Narrating the documentary The Horse Boy, Isaacson justifies the trip early in the film. At his worst, 5-year-old Rowan’s cognitive problems make him the equivalent of “a giant 18-month-old” with poor social skills, incomplete toilet training, and seemingly endless, inexplicable tantrums. Isaacson’s research into shamanism and Rowan’s affinity for animals, especially horses, inspire the father to see if the two in combination could have therapeutic value. He discovers that Mongolia combines shamanic traditions with horsemanship, so he, Neff and Rowan embark on a journey a world away.
Documentary director Michel Orion Scott crosscuts between the family’s travels, expert interviews, and scenes of Rowan’s medical treatments as an autistic boy. Rowan makes developmental improvements when, for instance, he plays with the tour guide’s son, but also experiences disappointing setbacks. “I’ve never seen him reject a horse before,” Isaacson sighs after one promising ceremony fails to show long-term effects. Isaacson’s and Neff’s emotional highs and lows on their adventure offer an allegory for raising a special-needs child, which can involve triumphs and disappointments most parents never imagine. In discussing their wishes for the trip, Isaacson hopes Rowan will learn to ride a horse by himself, while Neff simply wants him to start pooping in the toilet. Neff shows more skepticism toward the native spiritualism and suffers more indignities on the trip, including a kick from a horse and some undignified washing rituals.

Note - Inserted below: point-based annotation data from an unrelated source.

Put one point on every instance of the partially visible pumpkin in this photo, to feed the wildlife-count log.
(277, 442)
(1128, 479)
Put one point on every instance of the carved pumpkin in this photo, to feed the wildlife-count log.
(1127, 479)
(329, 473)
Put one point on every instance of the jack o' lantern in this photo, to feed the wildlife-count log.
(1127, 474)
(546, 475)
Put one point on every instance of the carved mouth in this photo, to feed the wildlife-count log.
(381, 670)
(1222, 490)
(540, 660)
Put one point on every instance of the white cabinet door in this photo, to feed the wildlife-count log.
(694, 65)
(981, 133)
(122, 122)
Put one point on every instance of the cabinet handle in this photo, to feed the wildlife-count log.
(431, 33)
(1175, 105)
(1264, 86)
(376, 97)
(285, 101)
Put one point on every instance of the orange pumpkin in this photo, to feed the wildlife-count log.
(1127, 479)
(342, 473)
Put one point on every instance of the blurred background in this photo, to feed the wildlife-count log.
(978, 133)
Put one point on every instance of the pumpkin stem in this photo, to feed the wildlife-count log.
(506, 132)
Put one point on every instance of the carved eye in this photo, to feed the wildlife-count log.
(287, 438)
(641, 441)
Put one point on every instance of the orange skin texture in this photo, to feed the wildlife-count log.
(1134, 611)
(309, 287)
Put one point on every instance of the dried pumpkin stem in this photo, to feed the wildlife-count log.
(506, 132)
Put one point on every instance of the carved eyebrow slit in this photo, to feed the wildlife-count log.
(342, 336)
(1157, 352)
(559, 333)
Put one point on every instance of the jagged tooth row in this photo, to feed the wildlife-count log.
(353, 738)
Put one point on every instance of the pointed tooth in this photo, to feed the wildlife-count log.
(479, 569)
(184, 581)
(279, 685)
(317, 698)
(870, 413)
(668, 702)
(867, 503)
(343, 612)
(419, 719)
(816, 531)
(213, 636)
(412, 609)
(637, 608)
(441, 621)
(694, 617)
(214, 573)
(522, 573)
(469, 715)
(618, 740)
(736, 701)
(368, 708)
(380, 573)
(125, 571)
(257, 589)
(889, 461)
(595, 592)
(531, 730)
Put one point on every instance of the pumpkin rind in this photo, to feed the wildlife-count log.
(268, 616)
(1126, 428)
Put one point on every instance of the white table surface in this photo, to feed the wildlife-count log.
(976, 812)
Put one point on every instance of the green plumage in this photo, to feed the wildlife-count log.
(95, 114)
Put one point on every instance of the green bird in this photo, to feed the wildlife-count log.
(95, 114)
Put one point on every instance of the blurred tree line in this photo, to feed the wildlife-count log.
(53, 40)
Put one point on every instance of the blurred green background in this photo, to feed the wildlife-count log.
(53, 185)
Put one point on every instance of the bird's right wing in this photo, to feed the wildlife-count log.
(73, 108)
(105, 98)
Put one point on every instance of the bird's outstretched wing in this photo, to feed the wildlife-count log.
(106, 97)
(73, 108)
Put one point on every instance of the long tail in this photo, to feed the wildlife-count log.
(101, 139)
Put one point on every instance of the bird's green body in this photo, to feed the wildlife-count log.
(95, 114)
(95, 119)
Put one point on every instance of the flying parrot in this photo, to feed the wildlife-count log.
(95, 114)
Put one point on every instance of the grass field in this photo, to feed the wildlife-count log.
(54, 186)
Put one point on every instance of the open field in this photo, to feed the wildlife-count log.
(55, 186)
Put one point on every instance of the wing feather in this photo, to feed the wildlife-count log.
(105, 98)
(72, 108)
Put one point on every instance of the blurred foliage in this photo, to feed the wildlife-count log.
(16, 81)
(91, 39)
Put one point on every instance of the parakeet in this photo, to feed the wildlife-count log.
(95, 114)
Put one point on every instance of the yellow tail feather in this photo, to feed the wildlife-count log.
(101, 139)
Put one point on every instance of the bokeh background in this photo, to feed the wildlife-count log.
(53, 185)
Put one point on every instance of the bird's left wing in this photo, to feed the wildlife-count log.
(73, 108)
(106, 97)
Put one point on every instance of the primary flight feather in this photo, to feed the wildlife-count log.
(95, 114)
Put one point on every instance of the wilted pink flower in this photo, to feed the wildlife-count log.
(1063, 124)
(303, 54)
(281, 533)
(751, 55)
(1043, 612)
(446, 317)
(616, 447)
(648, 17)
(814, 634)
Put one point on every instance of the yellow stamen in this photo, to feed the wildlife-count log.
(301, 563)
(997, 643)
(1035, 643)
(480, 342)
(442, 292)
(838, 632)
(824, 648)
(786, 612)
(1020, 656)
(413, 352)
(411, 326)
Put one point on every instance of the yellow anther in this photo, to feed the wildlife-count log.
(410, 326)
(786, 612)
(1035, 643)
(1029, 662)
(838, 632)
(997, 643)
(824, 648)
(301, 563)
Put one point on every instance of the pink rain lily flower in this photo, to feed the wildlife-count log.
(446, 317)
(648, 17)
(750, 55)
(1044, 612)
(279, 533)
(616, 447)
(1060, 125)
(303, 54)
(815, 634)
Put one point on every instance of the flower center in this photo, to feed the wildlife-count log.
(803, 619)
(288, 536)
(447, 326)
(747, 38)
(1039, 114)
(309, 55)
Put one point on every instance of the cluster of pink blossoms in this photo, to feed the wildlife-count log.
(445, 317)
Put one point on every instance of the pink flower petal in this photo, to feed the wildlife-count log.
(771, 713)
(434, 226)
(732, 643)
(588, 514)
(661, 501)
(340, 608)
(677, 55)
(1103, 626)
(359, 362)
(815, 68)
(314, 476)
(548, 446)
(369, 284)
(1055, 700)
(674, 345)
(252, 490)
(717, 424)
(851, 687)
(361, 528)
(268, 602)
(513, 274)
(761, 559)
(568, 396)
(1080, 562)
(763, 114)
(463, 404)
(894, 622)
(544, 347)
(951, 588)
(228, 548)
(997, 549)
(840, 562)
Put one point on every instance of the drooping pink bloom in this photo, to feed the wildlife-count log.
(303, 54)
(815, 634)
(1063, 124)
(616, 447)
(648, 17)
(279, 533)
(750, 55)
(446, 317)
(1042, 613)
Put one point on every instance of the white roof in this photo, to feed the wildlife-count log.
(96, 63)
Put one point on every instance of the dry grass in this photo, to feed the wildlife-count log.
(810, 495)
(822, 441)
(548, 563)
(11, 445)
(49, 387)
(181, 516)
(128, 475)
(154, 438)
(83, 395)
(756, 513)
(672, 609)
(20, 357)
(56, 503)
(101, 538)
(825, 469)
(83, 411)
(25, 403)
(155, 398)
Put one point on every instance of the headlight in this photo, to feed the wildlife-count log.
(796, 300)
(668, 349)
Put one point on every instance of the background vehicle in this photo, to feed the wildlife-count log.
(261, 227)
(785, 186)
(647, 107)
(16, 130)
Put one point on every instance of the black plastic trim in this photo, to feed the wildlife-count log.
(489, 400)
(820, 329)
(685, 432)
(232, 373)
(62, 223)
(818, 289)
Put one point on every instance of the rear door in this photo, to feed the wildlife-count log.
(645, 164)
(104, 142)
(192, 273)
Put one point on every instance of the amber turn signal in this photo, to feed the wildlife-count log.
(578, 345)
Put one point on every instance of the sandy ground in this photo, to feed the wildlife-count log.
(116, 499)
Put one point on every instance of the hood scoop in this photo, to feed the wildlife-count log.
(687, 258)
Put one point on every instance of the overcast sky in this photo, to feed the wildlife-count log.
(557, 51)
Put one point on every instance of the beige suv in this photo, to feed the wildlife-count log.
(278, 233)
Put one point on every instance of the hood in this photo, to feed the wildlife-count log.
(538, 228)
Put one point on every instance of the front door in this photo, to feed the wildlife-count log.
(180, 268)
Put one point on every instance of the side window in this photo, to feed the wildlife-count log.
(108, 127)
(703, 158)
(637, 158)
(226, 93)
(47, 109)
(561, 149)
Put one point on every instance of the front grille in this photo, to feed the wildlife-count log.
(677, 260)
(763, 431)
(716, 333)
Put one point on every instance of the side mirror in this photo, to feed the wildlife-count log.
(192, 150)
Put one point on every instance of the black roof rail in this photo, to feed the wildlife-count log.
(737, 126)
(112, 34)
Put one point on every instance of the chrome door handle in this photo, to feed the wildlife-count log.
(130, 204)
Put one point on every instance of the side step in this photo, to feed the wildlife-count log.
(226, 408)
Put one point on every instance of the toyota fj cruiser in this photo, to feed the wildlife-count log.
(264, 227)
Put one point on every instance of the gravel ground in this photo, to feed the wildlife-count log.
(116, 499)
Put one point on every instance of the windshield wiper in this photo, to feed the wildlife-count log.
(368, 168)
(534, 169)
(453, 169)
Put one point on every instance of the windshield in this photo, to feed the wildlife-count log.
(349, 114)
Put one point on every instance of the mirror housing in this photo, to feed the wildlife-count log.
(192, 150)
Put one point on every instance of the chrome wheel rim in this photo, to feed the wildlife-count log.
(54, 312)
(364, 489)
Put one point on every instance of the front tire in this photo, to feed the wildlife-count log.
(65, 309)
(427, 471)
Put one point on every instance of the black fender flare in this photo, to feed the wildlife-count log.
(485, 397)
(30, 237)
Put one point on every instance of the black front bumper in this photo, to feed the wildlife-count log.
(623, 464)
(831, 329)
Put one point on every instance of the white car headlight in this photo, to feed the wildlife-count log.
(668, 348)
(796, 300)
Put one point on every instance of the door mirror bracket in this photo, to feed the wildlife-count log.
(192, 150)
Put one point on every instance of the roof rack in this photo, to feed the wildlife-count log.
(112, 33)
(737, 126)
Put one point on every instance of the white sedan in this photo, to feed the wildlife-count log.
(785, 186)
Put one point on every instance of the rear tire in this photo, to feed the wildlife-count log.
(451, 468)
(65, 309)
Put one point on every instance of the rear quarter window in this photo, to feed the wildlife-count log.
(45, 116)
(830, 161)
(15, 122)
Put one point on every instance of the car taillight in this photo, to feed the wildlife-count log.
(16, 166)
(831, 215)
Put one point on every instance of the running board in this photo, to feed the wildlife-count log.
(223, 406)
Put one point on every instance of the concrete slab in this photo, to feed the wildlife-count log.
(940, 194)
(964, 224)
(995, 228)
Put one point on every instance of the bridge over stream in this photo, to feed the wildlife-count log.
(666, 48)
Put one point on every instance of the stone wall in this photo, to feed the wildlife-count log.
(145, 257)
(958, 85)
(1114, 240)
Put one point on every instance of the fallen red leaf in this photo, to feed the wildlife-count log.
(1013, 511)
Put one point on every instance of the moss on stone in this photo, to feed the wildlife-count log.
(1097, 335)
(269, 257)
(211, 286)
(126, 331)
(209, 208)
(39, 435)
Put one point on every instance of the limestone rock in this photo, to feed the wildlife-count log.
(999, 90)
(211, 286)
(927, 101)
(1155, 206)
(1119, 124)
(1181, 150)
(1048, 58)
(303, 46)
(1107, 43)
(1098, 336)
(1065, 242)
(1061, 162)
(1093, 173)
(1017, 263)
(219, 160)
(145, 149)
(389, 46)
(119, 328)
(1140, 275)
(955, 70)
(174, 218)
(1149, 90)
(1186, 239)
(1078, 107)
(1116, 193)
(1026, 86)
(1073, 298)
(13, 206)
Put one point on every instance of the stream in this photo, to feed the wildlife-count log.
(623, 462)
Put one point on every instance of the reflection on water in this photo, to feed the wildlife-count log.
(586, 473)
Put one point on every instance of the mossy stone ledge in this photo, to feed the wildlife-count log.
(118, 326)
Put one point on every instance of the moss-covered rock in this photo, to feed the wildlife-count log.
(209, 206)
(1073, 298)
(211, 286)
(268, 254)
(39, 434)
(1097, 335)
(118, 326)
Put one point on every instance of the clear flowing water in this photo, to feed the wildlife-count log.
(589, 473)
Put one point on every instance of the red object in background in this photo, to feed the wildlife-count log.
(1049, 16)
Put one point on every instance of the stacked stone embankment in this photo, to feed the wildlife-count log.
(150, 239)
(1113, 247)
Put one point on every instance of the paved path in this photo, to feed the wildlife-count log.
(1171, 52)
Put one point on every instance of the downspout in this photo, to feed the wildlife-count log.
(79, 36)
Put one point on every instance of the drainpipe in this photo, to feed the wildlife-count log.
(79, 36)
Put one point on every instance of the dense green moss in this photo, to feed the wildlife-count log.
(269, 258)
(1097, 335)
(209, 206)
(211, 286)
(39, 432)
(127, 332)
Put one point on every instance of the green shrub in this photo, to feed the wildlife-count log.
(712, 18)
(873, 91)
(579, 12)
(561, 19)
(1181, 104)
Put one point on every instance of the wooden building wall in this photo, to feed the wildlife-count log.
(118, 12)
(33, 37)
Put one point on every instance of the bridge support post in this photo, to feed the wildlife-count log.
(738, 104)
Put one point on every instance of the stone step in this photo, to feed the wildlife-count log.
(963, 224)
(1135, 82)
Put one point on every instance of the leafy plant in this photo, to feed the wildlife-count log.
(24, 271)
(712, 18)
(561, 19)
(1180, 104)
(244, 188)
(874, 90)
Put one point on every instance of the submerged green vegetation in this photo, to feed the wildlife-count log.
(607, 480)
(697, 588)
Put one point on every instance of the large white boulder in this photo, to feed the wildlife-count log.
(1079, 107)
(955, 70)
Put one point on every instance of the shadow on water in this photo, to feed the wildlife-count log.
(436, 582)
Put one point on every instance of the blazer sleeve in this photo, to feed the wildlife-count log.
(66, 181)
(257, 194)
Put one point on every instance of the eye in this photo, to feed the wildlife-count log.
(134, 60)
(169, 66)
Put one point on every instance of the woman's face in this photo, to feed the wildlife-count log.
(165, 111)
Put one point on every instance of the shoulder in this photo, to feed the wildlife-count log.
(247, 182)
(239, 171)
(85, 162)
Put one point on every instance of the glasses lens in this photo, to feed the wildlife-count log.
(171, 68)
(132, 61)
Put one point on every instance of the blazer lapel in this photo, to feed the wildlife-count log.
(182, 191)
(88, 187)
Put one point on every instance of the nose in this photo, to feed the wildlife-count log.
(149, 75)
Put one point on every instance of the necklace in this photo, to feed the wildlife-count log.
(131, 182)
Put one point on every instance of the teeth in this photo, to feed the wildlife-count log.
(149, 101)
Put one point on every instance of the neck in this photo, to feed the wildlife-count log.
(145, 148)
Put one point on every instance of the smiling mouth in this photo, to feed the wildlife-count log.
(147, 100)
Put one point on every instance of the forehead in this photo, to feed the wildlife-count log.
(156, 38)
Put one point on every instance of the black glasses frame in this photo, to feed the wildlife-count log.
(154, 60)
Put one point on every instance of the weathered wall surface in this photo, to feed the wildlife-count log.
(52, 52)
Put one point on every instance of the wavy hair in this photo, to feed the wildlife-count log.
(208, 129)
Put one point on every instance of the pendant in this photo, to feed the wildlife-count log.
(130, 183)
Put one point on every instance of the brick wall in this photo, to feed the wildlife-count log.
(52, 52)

Given the subject matter, The Horse Boy inevitably sets a somewhat pokey pace and involves plenty of introspective talk from the parents. Rowan, of course, can’t really speak for himself. The Mongolian landscapes offer gorgeous vistas (Neff isn’t hard on the eyes, either, frankly) and The Horse Boy builds to an inspirational outcome that doesn’t gloss over autism’s challenges. The Horse Boy doesn’t mention that publisher Little, Brown & Co. paid the family a $1 million advance for a book about the experience before they’d even left, but it’s difficult to envision Isaacson and Neff as child-exploiters like, say, the Balloon Boy parents. At least they didn’t call it The Boy Whisperer.